The NLRB's complaint found that Postmates violated protected rights by prohibiting employees from discussing the terms and condition of employment, including safety, with other drivers.

The weight of the memo remains unclear, considering that new NLRB leadership—including Peter Robb, the general counsel—has disavowed many Obama-era policies and rules. Early on, Robb told regional directors that worker classification—employees versus independent contractors—was not a priority.

Postmates referred to its 25,000 couriers that walk, bike or drive to make deliveries as independent contractors. Couriers were required to submit to a background check and also sign a nondisclosure agreement.

The question the Postmates case confronted is central to other gig economy companies, and the issue remains unresolved. Many on-demand companies, including Lyft and Uber, built their businesses around workers who have flexibility and the freedom to not answer to a boss, clock in at certain times and also work for other services simultaneously.

A San Francisco federal judge ruled in February that a driver for the online delivery service Grubhub was an independent contractor. The judge concluded Grubhub "exercised little control over the details of the driver's work."
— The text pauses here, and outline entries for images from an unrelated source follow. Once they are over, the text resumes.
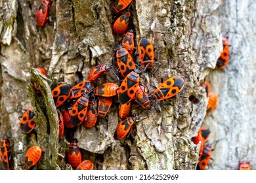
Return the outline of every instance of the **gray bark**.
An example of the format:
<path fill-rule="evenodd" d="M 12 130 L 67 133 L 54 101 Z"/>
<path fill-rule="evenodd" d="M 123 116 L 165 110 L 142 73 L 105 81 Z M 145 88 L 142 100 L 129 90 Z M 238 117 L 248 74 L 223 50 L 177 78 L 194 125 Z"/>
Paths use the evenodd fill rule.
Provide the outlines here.
<path fill-rule="evenodd" d="M 230 60 L 223 71 L 209 75 L 217 94 L 216 109 L 206 116 L 211 142 L 218 141 L 213 169 L 238 169 L 242 161 L 255 164 L 255 1 L 224 1 L 219 7 L 221 32 L 228 36 Z"/>
<path fill-rule="evenodd" d="M 70 139 L 56 139 L 56 113 L 46 86 L 46 82 L 50 81 L 31 68 L 44 67 L 48 70 L 49 79 L 55 79 L 59 84 L 74 84 L 86 80 L 96 64 L 112 64 L 114 48 L 122 39 L 122 35 L 112 31 L 115 18 L 111 12 L 113 1 L 54 1 L 49 20 L 43 28 L 36 25 L 34 17 L 39 1 L 0 1 L 3 12 L 3 18 L 0 20 L 0 135 L 7 133 L 10 138 L 14 157 L 12 167 L 24 169 L 26 150 L 40 144 L 50 148 L 48 151 L 46 148 L 47 152 L 38 169 L 70 169 L 66 161 Z M 159 54 L 156 69 L 142 73 L 140 82 L 153 90 L 152 85 L 159 86 L 161 76 L 165 80 L 181 75 L 185 80 L 185 86 L 172 99 L 154 102 L 149 109 L 142 110 L 133 105 L 132 114 L 140 120 L 125 140 L 115 137 L 118 124 L 117 99 L 107 117 L 99 119 L 95 127 L 78 127 L 74 137 L 78 139 L 83 159 L 93 161 L 95 169 L 196 169 L 200 145 L 195 146 L 191 138 L 196 135 L 205 115 L 207 99 L 203 88 L 199 87 L 200 83 L 215 67 L 222 50 L 220 5 L 217 0 L 133 2 L 136 42 L 143 37 L 150 38 L 157 47 L 156 57 Z M 38 104 L 32 86 L 28 86 L 30 95 L 27 89 L 30 73 L 33 76 L 32 80 L 45 88 L 43 100 L 48 104 L 45 118 L 40 113 L 43 107 Z M 119 84 L 116 76 L 108 72 L 96 85 L 113 81 Z M 31 105 L 36 120 L 46 119 L 53 130 L 43 138 L 45 129 L 40 125 L 41 121 L 35 121 L 37 142 L 35 135 L 24 135 L 20 130 L 18 117 L 22 114 L 22 109 Z M 213 128 L 211 131 L 213 141 Z M 49 138 L 53 138 L 53 142 L 50 142 Z M 50 152 L 54 157 L 46 160 Z"/>

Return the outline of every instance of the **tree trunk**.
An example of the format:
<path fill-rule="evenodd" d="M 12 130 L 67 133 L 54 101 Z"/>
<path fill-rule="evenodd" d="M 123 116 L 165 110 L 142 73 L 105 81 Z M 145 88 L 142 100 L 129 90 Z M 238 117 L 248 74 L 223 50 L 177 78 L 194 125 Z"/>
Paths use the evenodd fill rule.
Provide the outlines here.
<path fill-rule="evenodd" d="M 255 70 L 256 1 L 226 0 L 219 7 L 221 31 L 228 37 L 230 61 L 223 71 L 209 75 L 218 105 L 206 116 L 211 142 L 216 143 L 213 169 L 238 169 L 242 161 L 256 167 Z"/>
<path fill-rule="evenodd" d="M 191 138 L 203 123 L 207 103 L 205 92 L 199 85 L 215 68 L 223 47 L 221 2 L 217 0 L 133 1 L 129 8 L 135 42 L 148 37 L 156 46 L 156 57 L 159 56 L 152 71 L 141 73 L 140 82 L 150 93 L 153 86 L 160 84 L 161 77 L 165 80 L 180 75 L 185 80 L 184 89 L 171 99 L 153 101 L 146 110 L 133 103 L 131 115 L 139 122 L 124 140 L 115 135 L 119 122 L 117 98 L 108 116 L 99 118 L 94 127 L 66 129 L 64 136 L 58 139 L 57 113 L 49 86 L 51 81 L 73 85 L 87 80 L 98 63 L 113 64 L 112 70 L 117 73 L 115 49 L 123 35 L 112 31 L 117 18 L 112 10 L 114 2 L 54 1 L 45 26 L 40 27 L 35 20 L 39 1 L 0 0 L 0 135 L 6 134 L 11 141 L 12 169 L 25 169 L 26 152 L 35 144 L 42 146 L 45 153 L 33 169 L 70 169 L 67 152 L 73 137 L 78 140 L 83 159 L 91 160 L 95 169 L 196 169 L 200 144 L 196 146 Z M 31 69 L 36 67 L 46 69 L 49 79 Z M 212 73 L 211 81 L 215 77 Z M 213 91 L 225 83 L 217 80 Z M 35 93 L 31 81 L 41 87 L 41 95 Z M 95 85 L 107 82 L 119 84 L 120 81 L 108 71 Z M 35 113 L 37 133 L 22 134 L 18 116 L 30 106 Z M 219 104 L 212 115 L 221 106 Z M 224 111 L 228 112 L 223 110 L 222 115 Z M 211 138 L 215 139 L 214 129 L 211 129 Z"/>

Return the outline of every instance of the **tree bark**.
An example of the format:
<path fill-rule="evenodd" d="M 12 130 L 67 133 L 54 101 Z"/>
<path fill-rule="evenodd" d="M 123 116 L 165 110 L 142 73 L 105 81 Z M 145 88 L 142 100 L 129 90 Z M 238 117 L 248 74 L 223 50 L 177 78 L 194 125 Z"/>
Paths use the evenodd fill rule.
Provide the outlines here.
<path fill-rule="evenodd" d="M 98 63 L 113 64 L 112 71 L 117 71 L 115 49 L 123 35 L 112 31 L 114 1 L 54 1 L 44 27 L 35 20 L 39 1 L 0 1 L 0 135 L 6 133 L 11 142 L 12 169 L 25 168 L 26 152 L 35 144 L 43 146 L 45 154 L 34 169 L 70 169 L 66 157 L 73 136 L 83 159 L 91 159 L 95 169 L 196 169 L 200 144 L 191 138 L 203 123 L 207 103 L 199 85 L 214 69 L 222 50 L 220 1 L 132 2 L 130 26 L 135 30 L 135 42 L 148 37 L 159 56 L 155 68 L 140 75 L 140 82 L 152 92 L 161 77 L 180 75 L 185 86 L 171 99 L 153 102 L 148 109 L 133 104 L 131 114 L 139 122 L 121 141 L 115 135 L 116 98 L 107 117 L 99 118 L 95 127 L 66 129 L 65 137 L 58 139 L 57 113 L 47 85 L 52 80 L 72 85 L 87 80 Z M 46 69 L 49 80 L 31 69 L 36 67 Z M 41 98 L 33 92 L 31 80 L 44 88 Z M 119 82 L 109 71 L 95 85 L 107 82 Z M 36 135 L 20 129 L 18 116 L 30 106 L 35 113 Z"/>
<path fill-rule="evenodd" d="M 219 10 L 221 32 L 228 36 L 230 60 L 223 71 L 209 75 L 211 90 L 219 103 L 206 116 L 211 141 L 218 142 L 212 158 L 213 169 L 238 169 L 242 161 L 255 169 L 255 1 L 224 1 Z"/>

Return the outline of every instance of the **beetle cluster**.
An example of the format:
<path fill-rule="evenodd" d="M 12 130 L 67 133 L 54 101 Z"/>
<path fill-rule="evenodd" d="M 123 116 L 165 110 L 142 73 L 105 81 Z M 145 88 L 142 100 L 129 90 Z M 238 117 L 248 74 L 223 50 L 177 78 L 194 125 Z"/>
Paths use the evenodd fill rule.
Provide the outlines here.
<path fill-rule="evenodd" d="M 228 63 L 229 57 L 229 46 L 228 38 L 223 37 L 223 50 L 221 56 L 218 58 L 215 69 L 224 69 Z M 209 98 L 208 103 L 206 109 L 206 115 L 209 115 L 217 107 L 218 103 L 218 96 L 214 92 L 210 91 L 211 84 L 208 81 L 205 80 L 200 84 L 205 88 L 206 92 L 206 97 Z M 204 170 L 208 165 L 211 158 L 211 152 L 213 150 L 211 148 L 211 144 L 205 142 L 207 142 L 209 137 L 209 129 L 205 127 L 201 127 L 199 129 L 198 136 L 193 137 L 193 141 L 195 144 L 198 144 L 201 142 L 200 150 L 199 153 L 199 163 L 197 169 Z M 245 167 L 247 167 L 247 164 L 244 162 Z M 244 165 L 242 164 L 242 166 Z"/>
<path fill-rule="evenodd" d="M 132 0 L 116 0 L 112 9 L 116 16 L 120 15 L 114 24 L 114 32 L 123 34 L 128 28 L 131 12 L 125 10 Z M 47 20 L 51 1 L 43 0 L 37 10 L 35 20 L 38 25 L 43 27 Z M 136 53 L 135 50 L 136 50 Z M 65 134 L 64 129 L 75 128 L 83 124 L 87 128 L 93 127 L 98 117 L 106 117 L 112 105 L 114 98 L 117 96 L 119 103 L 118 116 L 121 119 L 116 129 L 116 135 L 119 139 L 129 133 L 137 118 L 131 114 L 132 103 L 139 104 L 142 108 L 152 106 L 152 101 L 163 101 L 171 98 L 180 92 L 184 86 L 184 80 L 180 76 L 175 76 L 166 80 L 152 91 L 140 82 L 140 74 L 154 67 L 154 46 L 151 40 L 143 37 L 135 46 L 134 31 L 130 29 L 126 32 L 120 46 L 116 50 L 116 67 L 119 84 L 106 82 L 99 86 L 95 81 L 110 71 L 113 65 L 98 64 L 93 67 L 88 75 L 87 80 L 76 84 L 62 83 L 52 88 L 51 94 L 57 110 L 59 120 L 59 137 Z M 138 56 L 139 65 L 135 64 L 133 57 Z M 47 76 L 43 68 L 37 68 Z M 33 83 L 35 93 L 40 95 L 40 88 Z M 35 127 L 35 113 L 29 107 L 20 118 L 22 133 L 33 131 Z M 1 144 L 0 160 L 5 162 L 5 168 L 10 169 L 9 142 L 4 139 Z M 44 150 L 39 146 L 30 147 L 26 152 L 24 165 L 30 169 L 40 159 Z M 7 159 L 7 160 L 6 160 Z M 82 161 L 82 156 L 78 146 L 78 141 L 72 139 L 68 153 L 68 163 L 76 169 L 93 169 L 93 164 L 89 160 Z"/>

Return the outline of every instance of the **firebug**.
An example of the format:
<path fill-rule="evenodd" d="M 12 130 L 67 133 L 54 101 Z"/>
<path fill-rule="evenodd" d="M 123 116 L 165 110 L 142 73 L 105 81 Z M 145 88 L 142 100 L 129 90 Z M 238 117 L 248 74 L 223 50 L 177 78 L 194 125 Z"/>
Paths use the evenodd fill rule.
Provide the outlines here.
<path fill-rule="evenodd" d="M 138 86 L 138 89 L 135 93 L 135 95 L 133 97 L 133 99 L 144 108 L 146 108 L 150 106 L 148 91 L 143 85 L 140 84 Z"/>
<path fill-rule="evenodd" d="M 154 46 L 151 40 L 143 37 L 138 44 L 139 58 L 144 67 L 152 69 L 154 63 Z"/>
<path fill-rule="evenodd" d="M 228 38 L 226 37 L 223 37 L 223 50 L 218 58 L 215 67 L 216 69 L 224 69 L 228 61 L 229 46 Z"/>
<path fill-rule="evenodd" d="M 157 101 L 162 101 L 173 97 L 184 88 L 184 80 L 179 76 L 173 76 L 164 81 L 154 92 L 154 97 Z"/>
<path fill-rule="evenodd" d="M 107 66 L 105 64 L 98 64 L 95 66 L 90 72 L 88 76 L 88 80 L 94 81 L 101 77 L 104 73 L 108 72 L 110 69 L 110 66 Z"/>
<path fill-rule="evenodd" d="M 112 105 L 112 97 L 100 97 L 98 105 L 98 116 L 105 117 Z"/>
<path fill-rule="evenodd" d="M 208 93 L 209 101 L 207 106 L 206 114 L 210 114 L 217 107 L 218 96 L 213 92 Z"/>
<path fill-rule="evenodd" d="M 52 95 L 56 108 L 62 105 L 70 95 L 70 85 L 62 84 L 52 90 Z"/>
<path fill-rule="evenodd" d="M 114 97 L 117 94 L 118 86 L 113 82 L 107 82 L 95 88 L 95 95 Z"/>
<path fill-rule="evenodd" d="M 82 161 L 82 155 L 76 139 L 73 139 L 70 144 L 68 159 L 68 163 L 74 169 L 77 167 Z"/>
<path fill-rule="evenodd" d="M 83 122 L 88 109 L 88 96 L 82 96 L 74 105 L 70 114 L 71 124 L 73 127 L 79 125 Z"/>
<path fill-rule="evenodd" d="M 130 29 L 125 33 L 122 39 L 122 46 L 128 51 L 130 55 L 133 54 L 134 47 L 134 33 L 133 30 Z"/>
<path fill-rule="evenodd" d="M 119 46 L 116 52 L 116 59 L 120 74 L 123 77 L 125 78 L 136 69 L 132 56 L 122 46 Z"/>
<path fill-rule="evenodd" d="M 250 170 L 251 166 L 246 161 L 242 161 L 239 165 L 239 170 Z"/>
<path fill-rule="evenodd" d="M 119 107 L 119 116 L 121 119 L 124 119 L 130 114 L 131 108 L 131 102 L 125 104 L 120 104 Z"/>
<path fill-rule="evenodd" d="M 133 0 L 116 0 L 112 8 L 116 13 L 124 10 L 131 3 Z"/>
<path fill-rule="evenodd" d="M 140 75 L 137 69 L 126 76 L 118 90 L 118 99 L 121 104 L 126 104 L 133 99 L 138 90 L 139 81 Z"/>
<path fill-rule="evenodd" d="M 125 32 L 128 28 L 130 16 L 129 12 L 125 12 L 116 20 L 113 25 L 113 29 L 116 33 L 122 34 Z"/>
<path fill-rule="evenodd" d="M 83 125 L 87 127 L 93 127 L 95 126 L 97 120 L 97 104 L 96 101 L 89 100 L 86 116 L 83 122 Z"/>
<path fill-rule="evenodd" d="M 20 118 L 20 129 L 23 133 L 30 133 L 35 127 L 34 116 L 35 113 L 31 110 L 31 107 L 30 107 Z"/>
<path fill-rule="evenodd" d="M 43 0 L 41 3 L 41 5 L 37 10 L 35 20 L 37 25 L 40 27 L 43 27 L 47 20 L 50 6 L 50 0 Z"/>
<path fill-rule="evenodd" d="M 135 120 L 135 117 L 129 117 L 118 124 L 116 135 L 119 139 L 122 139 L 128 134 Z"/>
<path fill-rule="evenodd" d="M 3 136 L 0 142 L 0 162 L 2 163 L 5 170 L 11 169 L 11 149 L 10 141 L 6 135 Z"/>
<path fill-rule="evenodd" d="M 27 169 L 37 163 L 42 155 L 43 150 L 37 146 L 32 146 L 26 153 L 24 164 Z"/>

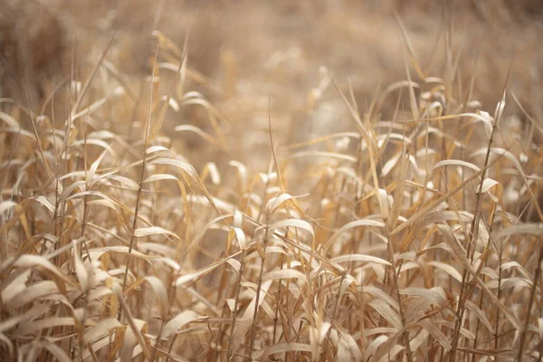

In the NLRB advice memo, Kearney said that in determining a worker classification "there is no shorthand formula or magic phrase that can be applied to find the answer." His memo states that independent contractor status should be interpreted narrowly. In this case, Postmates couriers were set up with the company for long-term, uninterrupted employment, and they did not set their own fees. The workers were supplied with an app, credit card and brand markings and are closely monitored through a customer rating system.

"The board gives weight to actual, and not merely theoretical, entrepreneurial opportunity, and also evaluates the constraints imposed by a company on the individual's ability to pursue this opportunity," the 2016 memo said.

The right to pursue collective action, despite an arbitration agreement, is central to pending U.S. Supreme Court litigation. The justices in October heard a trio of combined disputes over whether to uphold employee contracts that ban class actions.